The Importance Of Repetition

Everyone is always looking for an advantage. 

That's the way the world works, and hockey is no different. We all want to find that little edge that will help put us over the top. 

For some players, that could mean the difference between making a team and not, continuing the play the game or hanging up the skates, or even just logging a few more minutes of ice time each game. 

Regardless, we all want to get that little extra edge. 

And for a lot of people, that can mean trying everything (and anything) to get that advantage. 

I think we all have bought into these gimmicks at one point or another. Picture a hockey player standing on a bosu ball and shooting pucks...

While I'm not trying to discredit anyone out there training players, or criticize their methods, I just don't believe in the gimmicks.

And I understand that if I asked someone who believes in it they would tell me that it works on balance and core strength, which we all know are necessary for hockey players.

But, for me, I think of a couple things, would you ever actually use this movement in a game, or on the ice?

No, of course not.

And, how is this actually making my on ice performance better? 

It's not, or it's at least not giving you any added advantage that you couldn't have gained from doing a drill that's for sure going to directly improve your game. Say something like just shooting pucks, but focusing on all the details that go into doing it the right way... 

The longer that I have been around the game, and the more that I continue to learn about it, the more I realize that simple is often times still better. 

Great players do the simple things incredibly well and consistent. I truly believe that's one of the biggest differentiating factors between a great player and a good player. 

So for me, repetition is one of the most valuable training tools for hockey players. 

And when I say repetition, I mean repetition of the simple things; shooting, stickhandling, passing, and skating. 

There obviously is the hockey sense and mental component that go along the game as well, but I'm talking about strictly from a skill standpoint. 

In believing this so strongly, I've adjusted the way that I coach and train players. Instead of focusing on gimmicks, I focus on habits and being incredibly good at the little things. 

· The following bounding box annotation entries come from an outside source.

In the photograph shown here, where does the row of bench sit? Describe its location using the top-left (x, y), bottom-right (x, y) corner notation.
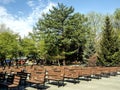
top-left (0, 66), bottom-right (120, 88)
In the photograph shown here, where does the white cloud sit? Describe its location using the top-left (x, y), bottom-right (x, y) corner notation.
top-left (27, 0), bottom-right (35, 7)
top-left (0, 0), bottom-right (15, 4)
top-left (0, 2), bottom-right (55, 37)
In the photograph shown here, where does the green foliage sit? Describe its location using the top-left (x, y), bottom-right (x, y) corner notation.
top-left (0, 24), bottom-right (18, 58)
top-left (98, 16), bottom-right (120, 66)
top-left (34, 3), bottom-right (89, 64)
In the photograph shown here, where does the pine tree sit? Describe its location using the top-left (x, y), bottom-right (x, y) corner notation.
top-left (98, 16), bottom-right (120, 66)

I also believe in this so much because as we get older, and play the game longer, those simple skills are the ones that get forgotten about the most. 

If you think about a practice, (and I'm guilty as a coach of this too), so much time, effort and energy is placed on systems and preparation for the next game that the actual individual skill development gets forgotten about. 

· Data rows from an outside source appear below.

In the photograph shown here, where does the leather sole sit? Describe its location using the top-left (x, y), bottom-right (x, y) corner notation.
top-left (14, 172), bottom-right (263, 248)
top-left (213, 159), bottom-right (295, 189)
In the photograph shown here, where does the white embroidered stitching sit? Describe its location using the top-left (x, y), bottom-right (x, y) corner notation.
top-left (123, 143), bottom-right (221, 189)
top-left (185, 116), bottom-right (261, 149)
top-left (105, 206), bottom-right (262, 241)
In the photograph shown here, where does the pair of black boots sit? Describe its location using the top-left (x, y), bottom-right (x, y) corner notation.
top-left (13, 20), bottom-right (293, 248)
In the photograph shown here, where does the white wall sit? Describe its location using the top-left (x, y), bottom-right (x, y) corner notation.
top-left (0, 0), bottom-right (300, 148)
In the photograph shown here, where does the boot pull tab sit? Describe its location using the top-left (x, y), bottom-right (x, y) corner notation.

It's almost like we think that since we've been playing the game so long and we know how to do those things that we can just forget about them. I have found, however, that the simple skills (shooting, passing, stickhandling, skating) can always be improved upon and need to be worked on constantly to stay sharp. It doesn't matter how long you've played, or what level you play at, your hands and feet can always get better. 

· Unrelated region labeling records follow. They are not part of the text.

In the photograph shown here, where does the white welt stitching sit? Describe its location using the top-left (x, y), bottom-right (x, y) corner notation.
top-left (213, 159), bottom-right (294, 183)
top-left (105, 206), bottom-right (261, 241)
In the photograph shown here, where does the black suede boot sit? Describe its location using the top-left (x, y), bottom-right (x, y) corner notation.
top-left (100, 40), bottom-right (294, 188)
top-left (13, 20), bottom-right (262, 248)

A perfect example of this is myself. I played hockey my entire life and all the way through college, and I can honestly tell you that my individual skills are ten times better now then they ever were when I was actually playing. 

Why is that?

The simple answer is the repetition. As a skill coach, I am on the ice almost everyday, and a lot of times it's for multiple hours a day, working with a multitude of players. With all this time on the ice, I am continually demonstrating and working alongside my clients, and in turn, staying sharp (and actually improving) my individual skills. My stickhandling has become smoother, my release quicker, harder, and more accurate, my touch with the puck more precise, my control with the puck more natural... truly my whole game has improved drastically just by working on the simple (foundational) aspects of the game.  

So while the bells and whistles of a new training technique may seem like the thing that can get you over the top. Focusing on the repetition of the simple foundational pieces of the game are what's actually going to take you the farthest.